Nelayan KM 3 Putri 777 Hilang di Perairan Limpoge, Satpolair Polres Sinjai Lakukan Pencarian

(Dok.Istimewa)

SINJAI, MarajaNews—Satuan Polisi Perairan (Satpolair) Polres Sinjai bergerak cepat merespons laporan hilangnya seorang nelayan yang merupakan Anak Buah Kapal (ABK) KM 3 Putri 777.

Korban bernama Aidil (20), dikabarkan hilang saat melaut di Perairan Limpoge, Kabupaten Sinjai.

Bacaan Lainnya

Kapolres Sinjai melalui Kasat Polair AKP Jamaluddin mengungkapkan bahwa insiden tersebut terjadi pada Sabtu (31/1/2026) pagi sekitar pukul 07.00 WITA.

Korban diduga terjatuh saat kapal hendak berlabuh.

Baca Juga:  Siswa MTs Darul Hikmah Lenggo-Lenggo Ukir Prestasi di Porseni HAB Kemenag 2026

“Peristiwa berawal saat kapal hendak lego jangkar di Taka Limpoge setelah dari rompong. Korban diperkirakan terjatuh saat berjalan di pinggir kapal, kemungkinan hendak ke bagian belakang untuk buang air,” jelas AKP Jamaluddin saat memimpin pencarian di perairan Pulau Sembilan.

Hingga Sabtu Sore tim gabungan yang terdiri dari personel Satpolair dan nelayan setempat masih terus menyisir lokasi kejadian.

“Sampai saat ini keberadaan korban belum diketahui. Kami masih terus melakukan upaya pencarian secara intensif,” tambahnya.

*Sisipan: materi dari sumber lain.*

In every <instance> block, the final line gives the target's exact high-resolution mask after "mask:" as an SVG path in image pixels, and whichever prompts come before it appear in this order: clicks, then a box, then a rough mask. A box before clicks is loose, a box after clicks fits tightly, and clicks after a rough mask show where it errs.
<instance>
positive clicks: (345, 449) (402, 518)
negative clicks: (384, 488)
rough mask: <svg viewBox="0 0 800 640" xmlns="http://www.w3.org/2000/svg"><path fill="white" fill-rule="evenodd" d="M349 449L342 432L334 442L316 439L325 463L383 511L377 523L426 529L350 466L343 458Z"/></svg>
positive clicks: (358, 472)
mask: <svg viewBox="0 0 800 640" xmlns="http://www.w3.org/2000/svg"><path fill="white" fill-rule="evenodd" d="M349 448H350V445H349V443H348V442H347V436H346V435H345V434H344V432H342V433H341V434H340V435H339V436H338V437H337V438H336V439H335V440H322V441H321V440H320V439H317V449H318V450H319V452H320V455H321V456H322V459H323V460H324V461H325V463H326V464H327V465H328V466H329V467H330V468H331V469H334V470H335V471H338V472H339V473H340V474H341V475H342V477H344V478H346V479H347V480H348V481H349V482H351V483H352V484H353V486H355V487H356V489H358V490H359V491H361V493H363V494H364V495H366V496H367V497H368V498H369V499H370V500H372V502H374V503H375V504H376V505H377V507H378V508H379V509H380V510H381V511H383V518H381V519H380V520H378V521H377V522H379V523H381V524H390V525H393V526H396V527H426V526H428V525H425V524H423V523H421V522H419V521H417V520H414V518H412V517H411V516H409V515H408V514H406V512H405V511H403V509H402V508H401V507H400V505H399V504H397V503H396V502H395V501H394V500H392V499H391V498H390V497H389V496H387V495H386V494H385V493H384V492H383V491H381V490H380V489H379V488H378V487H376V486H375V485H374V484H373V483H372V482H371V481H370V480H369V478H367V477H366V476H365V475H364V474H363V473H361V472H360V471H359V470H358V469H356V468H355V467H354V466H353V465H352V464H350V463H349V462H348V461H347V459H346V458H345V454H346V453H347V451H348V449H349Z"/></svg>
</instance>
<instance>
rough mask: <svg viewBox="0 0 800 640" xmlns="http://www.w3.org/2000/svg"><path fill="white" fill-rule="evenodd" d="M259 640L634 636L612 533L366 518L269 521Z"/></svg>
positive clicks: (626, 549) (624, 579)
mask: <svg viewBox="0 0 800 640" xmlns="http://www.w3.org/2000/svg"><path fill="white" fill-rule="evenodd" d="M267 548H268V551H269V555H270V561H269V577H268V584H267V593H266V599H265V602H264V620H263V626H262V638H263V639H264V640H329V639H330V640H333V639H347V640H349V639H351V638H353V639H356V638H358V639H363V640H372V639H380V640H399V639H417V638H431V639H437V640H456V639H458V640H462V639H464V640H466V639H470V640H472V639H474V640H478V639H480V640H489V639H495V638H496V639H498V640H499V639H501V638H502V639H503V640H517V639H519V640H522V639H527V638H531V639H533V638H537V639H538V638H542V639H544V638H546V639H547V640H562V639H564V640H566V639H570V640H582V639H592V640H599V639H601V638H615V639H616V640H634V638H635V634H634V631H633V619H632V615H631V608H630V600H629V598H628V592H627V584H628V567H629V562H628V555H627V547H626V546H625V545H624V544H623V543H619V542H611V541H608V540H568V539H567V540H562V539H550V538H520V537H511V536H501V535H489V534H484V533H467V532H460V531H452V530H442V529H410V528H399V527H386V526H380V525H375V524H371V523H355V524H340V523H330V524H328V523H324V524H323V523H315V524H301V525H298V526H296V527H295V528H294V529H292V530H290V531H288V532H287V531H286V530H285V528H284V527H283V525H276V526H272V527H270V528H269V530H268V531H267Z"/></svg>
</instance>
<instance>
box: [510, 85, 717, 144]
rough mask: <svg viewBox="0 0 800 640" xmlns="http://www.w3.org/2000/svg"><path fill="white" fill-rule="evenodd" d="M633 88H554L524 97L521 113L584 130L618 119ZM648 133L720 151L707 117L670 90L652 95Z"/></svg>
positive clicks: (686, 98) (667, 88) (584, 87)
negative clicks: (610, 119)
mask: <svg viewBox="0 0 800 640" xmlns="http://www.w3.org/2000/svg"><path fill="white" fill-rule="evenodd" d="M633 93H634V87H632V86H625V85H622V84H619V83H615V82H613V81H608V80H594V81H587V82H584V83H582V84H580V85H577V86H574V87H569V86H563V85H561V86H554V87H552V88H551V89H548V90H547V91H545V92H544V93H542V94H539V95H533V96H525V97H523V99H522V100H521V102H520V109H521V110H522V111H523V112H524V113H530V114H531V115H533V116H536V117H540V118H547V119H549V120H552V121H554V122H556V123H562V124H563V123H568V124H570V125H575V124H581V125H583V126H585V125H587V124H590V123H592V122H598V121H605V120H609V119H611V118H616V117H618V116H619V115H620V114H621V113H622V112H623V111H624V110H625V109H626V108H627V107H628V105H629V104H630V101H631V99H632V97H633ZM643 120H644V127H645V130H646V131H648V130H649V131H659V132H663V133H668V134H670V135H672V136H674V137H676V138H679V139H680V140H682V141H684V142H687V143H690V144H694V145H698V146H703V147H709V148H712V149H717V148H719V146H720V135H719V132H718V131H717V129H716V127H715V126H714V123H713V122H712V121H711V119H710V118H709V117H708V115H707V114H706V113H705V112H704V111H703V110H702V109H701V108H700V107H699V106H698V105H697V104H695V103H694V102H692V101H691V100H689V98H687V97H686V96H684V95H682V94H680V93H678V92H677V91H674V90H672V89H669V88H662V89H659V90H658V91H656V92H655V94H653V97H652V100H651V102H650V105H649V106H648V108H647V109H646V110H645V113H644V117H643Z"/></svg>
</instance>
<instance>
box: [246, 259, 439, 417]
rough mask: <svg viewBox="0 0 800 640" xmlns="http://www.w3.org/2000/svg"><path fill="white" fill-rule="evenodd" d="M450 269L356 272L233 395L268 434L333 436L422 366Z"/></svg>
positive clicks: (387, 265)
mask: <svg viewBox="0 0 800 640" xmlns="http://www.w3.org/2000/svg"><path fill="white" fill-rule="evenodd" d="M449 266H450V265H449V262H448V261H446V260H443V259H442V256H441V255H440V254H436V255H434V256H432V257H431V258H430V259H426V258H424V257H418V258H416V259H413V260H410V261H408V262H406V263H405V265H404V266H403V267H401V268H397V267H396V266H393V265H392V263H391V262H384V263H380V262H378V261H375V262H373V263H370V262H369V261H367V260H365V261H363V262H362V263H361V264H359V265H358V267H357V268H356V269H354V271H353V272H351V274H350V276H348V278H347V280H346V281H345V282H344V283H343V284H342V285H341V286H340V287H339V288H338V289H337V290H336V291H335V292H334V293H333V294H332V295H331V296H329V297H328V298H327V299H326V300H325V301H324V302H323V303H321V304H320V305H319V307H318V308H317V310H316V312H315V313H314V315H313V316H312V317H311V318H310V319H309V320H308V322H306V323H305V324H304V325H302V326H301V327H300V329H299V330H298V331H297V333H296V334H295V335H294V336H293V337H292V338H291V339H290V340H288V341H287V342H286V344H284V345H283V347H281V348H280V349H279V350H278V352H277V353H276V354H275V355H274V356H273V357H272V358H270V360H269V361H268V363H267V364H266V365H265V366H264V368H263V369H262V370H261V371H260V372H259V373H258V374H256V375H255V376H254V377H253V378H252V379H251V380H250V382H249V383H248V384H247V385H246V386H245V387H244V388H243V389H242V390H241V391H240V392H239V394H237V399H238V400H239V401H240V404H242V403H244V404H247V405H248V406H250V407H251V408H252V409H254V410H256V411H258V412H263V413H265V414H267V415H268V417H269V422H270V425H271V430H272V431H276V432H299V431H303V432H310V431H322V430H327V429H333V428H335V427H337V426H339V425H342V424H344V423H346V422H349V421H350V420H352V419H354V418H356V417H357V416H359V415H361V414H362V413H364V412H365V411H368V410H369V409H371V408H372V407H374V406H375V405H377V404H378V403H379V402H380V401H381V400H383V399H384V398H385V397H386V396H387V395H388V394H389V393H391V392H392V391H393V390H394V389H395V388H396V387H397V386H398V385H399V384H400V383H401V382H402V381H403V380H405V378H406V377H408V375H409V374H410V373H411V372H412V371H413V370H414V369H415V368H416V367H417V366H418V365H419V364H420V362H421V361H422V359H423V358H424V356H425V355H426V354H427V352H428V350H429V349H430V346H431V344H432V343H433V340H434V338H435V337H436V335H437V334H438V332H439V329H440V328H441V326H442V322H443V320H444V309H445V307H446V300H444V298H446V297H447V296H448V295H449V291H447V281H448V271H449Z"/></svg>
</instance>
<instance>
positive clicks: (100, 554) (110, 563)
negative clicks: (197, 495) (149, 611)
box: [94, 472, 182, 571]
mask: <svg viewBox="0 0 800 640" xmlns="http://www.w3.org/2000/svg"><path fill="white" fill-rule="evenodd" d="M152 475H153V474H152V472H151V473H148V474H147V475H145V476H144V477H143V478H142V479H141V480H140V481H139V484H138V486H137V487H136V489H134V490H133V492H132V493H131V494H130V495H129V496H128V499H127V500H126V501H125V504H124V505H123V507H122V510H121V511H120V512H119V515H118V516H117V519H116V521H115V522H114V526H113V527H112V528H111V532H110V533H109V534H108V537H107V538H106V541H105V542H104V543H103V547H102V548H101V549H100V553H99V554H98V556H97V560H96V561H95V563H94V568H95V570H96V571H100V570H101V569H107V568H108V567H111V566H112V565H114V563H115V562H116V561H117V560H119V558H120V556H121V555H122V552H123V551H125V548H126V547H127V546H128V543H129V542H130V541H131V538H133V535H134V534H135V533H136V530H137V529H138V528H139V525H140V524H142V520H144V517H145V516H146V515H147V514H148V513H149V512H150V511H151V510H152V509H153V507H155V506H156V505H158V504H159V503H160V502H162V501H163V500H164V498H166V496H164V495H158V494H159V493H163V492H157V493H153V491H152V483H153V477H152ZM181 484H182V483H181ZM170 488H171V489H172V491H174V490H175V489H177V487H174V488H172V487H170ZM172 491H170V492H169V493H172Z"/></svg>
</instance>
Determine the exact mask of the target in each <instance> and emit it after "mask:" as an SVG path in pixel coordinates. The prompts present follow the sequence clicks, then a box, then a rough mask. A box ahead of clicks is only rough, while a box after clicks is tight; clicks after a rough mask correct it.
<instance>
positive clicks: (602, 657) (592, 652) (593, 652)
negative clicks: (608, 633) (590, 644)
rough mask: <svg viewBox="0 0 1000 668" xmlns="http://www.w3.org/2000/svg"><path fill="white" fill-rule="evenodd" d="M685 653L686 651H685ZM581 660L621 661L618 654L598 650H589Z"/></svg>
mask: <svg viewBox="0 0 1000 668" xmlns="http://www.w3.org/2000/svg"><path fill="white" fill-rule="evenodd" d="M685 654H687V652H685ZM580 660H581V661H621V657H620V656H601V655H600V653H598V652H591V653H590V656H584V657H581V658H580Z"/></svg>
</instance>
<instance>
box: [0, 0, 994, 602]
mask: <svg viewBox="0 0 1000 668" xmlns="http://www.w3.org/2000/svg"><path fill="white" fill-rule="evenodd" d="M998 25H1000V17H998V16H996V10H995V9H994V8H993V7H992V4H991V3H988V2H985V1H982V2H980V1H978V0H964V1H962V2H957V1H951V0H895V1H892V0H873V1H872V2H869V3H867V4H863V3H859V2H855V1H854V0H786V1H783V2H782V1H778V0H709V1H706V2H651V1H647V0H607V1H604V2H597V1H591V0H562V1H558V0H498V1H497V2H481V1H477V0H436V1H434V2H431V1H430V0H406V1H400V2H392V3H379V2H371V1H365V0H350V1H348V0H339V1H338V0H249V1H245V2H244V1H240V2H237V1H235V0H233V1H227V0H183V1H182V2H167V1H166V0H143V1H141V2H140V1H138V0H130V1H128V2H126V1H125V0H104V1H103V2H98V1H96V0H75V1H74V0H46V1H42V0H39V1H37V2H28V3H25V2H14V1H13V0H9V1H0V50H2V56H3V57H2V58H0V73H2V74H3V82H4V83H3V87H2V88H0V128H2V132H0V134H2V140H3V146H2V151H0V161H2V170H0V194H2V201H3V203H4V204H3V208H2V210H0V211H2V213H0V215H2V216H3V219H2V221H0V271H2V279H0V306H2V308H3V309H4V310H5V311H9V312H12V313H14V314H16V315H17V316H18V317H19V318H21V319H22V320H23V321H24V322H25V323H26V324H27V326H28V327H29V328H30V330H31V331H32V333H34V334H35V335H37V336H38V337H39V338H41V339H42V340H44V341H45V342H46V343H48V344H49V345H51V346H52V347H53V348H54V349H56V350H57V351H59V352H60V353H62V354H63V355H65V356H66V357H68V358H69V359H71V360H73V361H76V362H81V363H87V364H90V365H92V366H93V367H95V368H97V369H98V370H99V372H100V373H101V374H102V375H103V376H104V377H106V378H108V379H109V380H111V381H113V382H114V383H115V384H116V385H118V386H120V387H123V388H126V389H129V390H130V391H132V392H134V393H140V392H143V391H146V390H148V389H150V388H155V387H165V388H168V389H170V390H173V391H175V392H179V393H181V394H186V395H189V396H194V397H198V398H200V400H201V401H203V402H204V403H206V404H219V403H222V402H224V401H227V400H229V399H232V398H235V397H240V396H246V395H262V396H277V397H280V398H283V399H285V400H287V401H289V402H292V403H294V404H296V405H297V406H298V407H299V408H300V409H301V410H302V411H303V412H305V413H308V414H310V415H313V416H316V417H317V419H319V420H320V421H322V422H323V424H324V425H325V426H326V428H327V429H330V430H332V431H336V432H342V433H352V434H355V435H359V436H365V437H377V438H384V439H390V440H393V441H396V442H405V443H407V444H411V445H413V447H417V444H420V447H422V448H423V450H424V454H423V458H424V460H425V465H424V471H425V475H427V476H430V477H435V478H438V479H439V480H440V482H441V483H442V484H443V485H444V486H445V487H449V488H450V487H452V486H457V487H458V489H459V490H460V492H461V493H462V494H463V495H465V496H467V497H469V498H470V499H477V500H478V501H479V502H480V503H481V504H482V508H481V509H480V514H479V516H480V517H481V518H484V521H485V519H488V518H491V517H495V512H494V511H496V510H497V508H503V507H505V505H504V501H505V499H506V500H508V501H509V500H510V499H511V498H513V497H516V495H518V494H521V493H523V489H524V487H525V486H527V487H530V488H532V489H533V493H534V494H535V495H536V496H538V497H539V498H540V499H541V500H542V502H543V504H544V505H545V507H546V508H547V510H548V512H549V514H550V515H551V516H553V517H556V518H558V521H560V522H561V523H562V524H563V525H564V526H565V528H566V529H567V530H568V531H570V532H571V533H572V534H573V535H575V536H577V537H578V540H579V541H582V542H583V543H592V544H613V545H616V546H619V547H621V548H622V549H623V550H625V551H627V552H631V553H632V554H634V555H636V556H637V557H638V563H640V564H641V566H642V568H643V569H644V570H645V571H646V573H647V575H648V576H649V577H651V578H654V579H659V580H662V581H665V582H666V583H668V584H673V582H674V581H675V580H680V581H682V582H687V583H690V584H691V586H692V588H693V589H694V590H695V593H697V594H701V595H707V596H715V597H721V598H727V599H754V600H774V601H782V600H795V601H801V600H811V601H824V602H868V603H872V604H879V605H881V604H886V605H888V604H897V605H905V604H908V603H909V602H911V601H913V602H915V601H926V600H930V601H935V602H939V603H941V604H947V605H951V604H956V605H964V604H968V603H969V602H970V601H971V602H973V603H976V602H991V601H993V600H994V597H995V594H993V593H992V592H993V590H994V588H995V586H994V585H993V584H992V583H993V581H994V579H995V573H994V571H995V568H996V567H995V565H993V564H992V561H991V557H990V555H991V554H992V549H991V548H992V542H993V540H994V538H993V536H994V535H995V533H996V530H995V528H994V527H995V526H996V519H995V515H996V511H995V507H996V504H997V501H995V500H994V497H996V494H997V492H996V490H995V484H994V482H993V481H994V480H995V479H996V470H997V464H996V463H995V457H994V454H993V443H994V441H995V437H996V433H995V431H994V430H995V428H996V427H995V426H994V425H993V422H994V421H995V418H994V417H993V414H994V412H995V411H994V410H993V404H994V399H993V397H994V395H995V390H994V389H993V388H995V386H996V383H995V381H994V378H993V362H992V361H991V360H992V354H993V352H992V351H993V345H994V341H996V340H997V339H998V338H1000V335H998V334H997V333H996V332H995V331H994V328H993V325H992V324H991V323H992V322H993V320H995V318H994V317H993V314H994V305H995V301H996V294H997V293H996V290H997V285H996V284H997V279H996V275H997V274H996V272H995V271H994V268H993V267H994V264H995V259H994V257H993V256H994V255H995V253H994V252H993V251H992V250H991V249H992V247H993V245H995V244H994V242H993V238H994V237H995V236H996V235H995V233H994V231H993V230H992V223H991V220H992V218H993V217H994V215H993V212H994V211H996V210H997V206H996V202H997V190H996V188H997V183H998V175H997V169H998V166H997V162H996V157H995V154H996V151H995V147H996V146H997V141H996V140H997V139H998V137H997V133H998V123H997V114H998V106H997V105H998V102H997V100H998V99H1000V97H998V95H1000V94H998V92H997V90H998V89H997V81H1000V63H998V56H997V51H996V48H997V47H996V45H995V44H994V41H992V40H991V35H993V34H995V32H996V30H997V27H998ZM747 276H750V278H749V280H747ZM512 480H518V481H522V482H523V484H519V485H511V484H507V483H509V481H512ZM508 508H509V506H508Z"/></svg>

Paman korban, Amin, membenarkan bahwa Aidil sedang beraktivitas di luar kapal saat musibah terjadi. Mewakili pihak keluarga di Lingkungan Kokoe, Kelurahan Lappa, ia berharap Aidil segera
ditemukan dalam keadaan selamat.

Baca Juga:  Dari Kisah Viral ke Ruang Kelas, MBG Jadi Pengingat Syukur Siswa di Sinjai

“Kami sangat berharap Aidil bisa berkumpul kembali bersama keluarga. Kami juga berterima kasih atas respons cepat dan bantuan dari Polair dalam proses pencarian ini,” tutur Amin.

Berdasarkan informasi yang dihimpun, Aidil merupakan ABK dari KM 3 Putri 777 milik pengusaha H. Ridwan Arsyad. Lokasi jatuhnya korban di daerah Limpoge diketahui hanya berjarak beberapa mil laut dari Kecamatan Pulau Sembilan.